The program’s goal is to revitalize the Medical School by the end of the decade.

by Mike Enright

The University Medical School is trying to help students adapt to a rapidly changing health care world.

Now finishing its second year, Med 2010 – a program intended to revitalize the Medical School by the end of the decade – is aiding students in meeting the increasingly diverse challenges they’ll face in the professional world, said Kathleen Watson, Medical School associate dean, who has been part of the initiative since its inception.

Watson said the program is about changing the fundamental approach to educating future doctors.

“We are not rushing to define a new curriculum, we are trying to imagine a new type of medical education,” she said. “This isn’t about fixing what’s wrong with the med school; it’s about preparing for the future.”

The school launched the program in December 2004 and has been in the planning phase for almost two years.

“We wanted to be right,” she said. “We wanted to be visionary.”

Watson said this year marks a big step for Med 2010 because the development phase of the project began this fall.

“What we’re trying to do is move ahead with certain projects that are more concrete while we develop conceptually in areas our faculty and students and stakeholders think will really accelerate this process,” Watson said.

Some of these shorter-term projects include a tuition flexibility program and an electronic portfolio system, which is being piloted this fall.

The e-portfolios are meant to help students evaluate their own progress through school and help their mentors in guiding them, Watson said.

The tuition flexibility program, implemented last year, allows medical students to pursue their degrees at their own pace.

The program helps address cost issues by freezing tuition for students at its current rate for the year they enter school. Medical students must complete 11 semesters to earn a degree.

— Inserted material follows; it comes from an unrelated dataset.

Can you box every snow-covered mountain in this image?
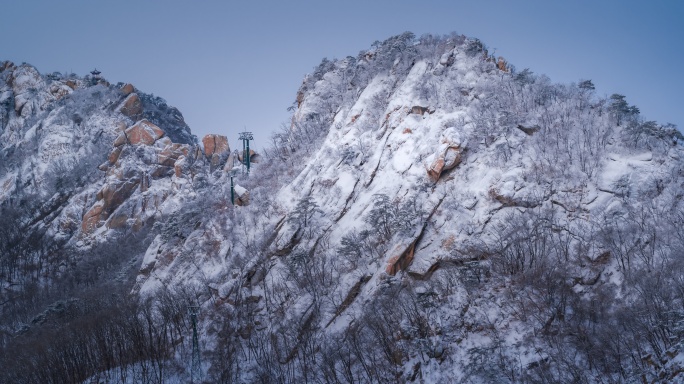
[0,33,684,383]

The program allows them to take between 3.5 and six years to finish, while still paying for only 11 semesters, Watson said.

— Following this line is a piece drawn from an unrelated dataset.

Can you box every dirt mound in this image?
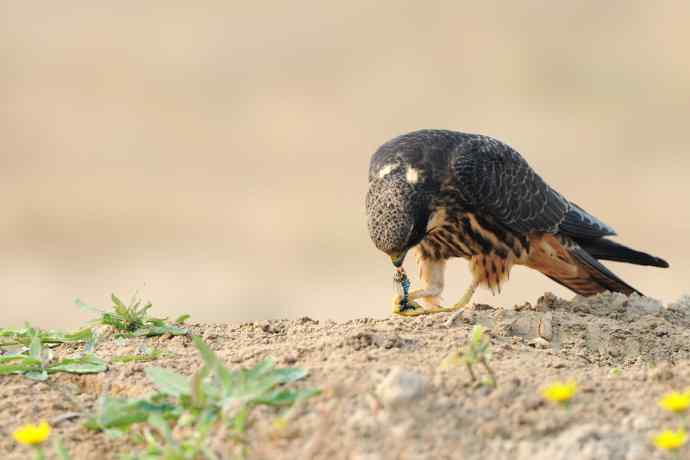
[0,294,690,460]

“The idea is to be competency-based, not time-based,” she said.

The key players in the Med 2010 program are its work groups – made up of faculty members, students and community members – which focus on different initiatives.

The groups cover areas such as mentoring, global health and disparities in health care quality.

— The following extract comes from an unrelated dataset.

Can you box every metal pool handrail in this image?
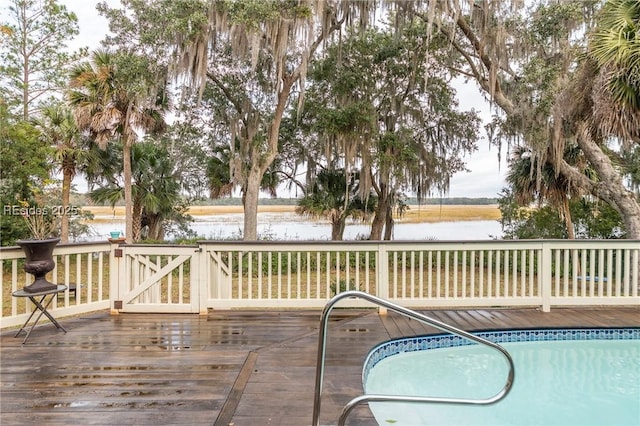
[311,291,515,426]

Kola Okuyemi, a medical school associate professor and co-chairman of the disparities and health work group, said the groups and Med 2010 are good opportunities for the school to make some changes.

“Dean (Deborah) Powell and Kathy (Watson) made it clear that everything is on the table,” Okuyemi said. “And they have backed that up by the flexibility in the work groups.”

The initiative has been slow to develop, Watson said, because it has amassed loads of input, incorporating suggestions from faculty, students and community members.

Genie Bang, a fourth-year medical student and representative on the Med 2010 leadership group, said she was glad the school sought student input.

“Faculty and professors are really interested in what students have to say, which is refreshing to me,” Bang said.

While it is a little too early to tell, Bang said she thought the program will be successful.

“I think this year is going to get a lot of things rolling,” she said.

Although he’s been very impressed with the initiative, Okuyemi said, the school also needs to commit to teaching students to work in more diverse health care settings.

Second-year medical student Nathan Chomilo, a student in Okuyemi’s work group, said Med 2010 has potential, but he isn’t ready to jump on board just yet.

“I’ve been involved in processes before where they invite students in to talk and they listen to them, but then they don’t do anything about it,” Chomilo said. “A lot of students I’ve talked to about it are waiting to see what comes of it and then judge it from there.”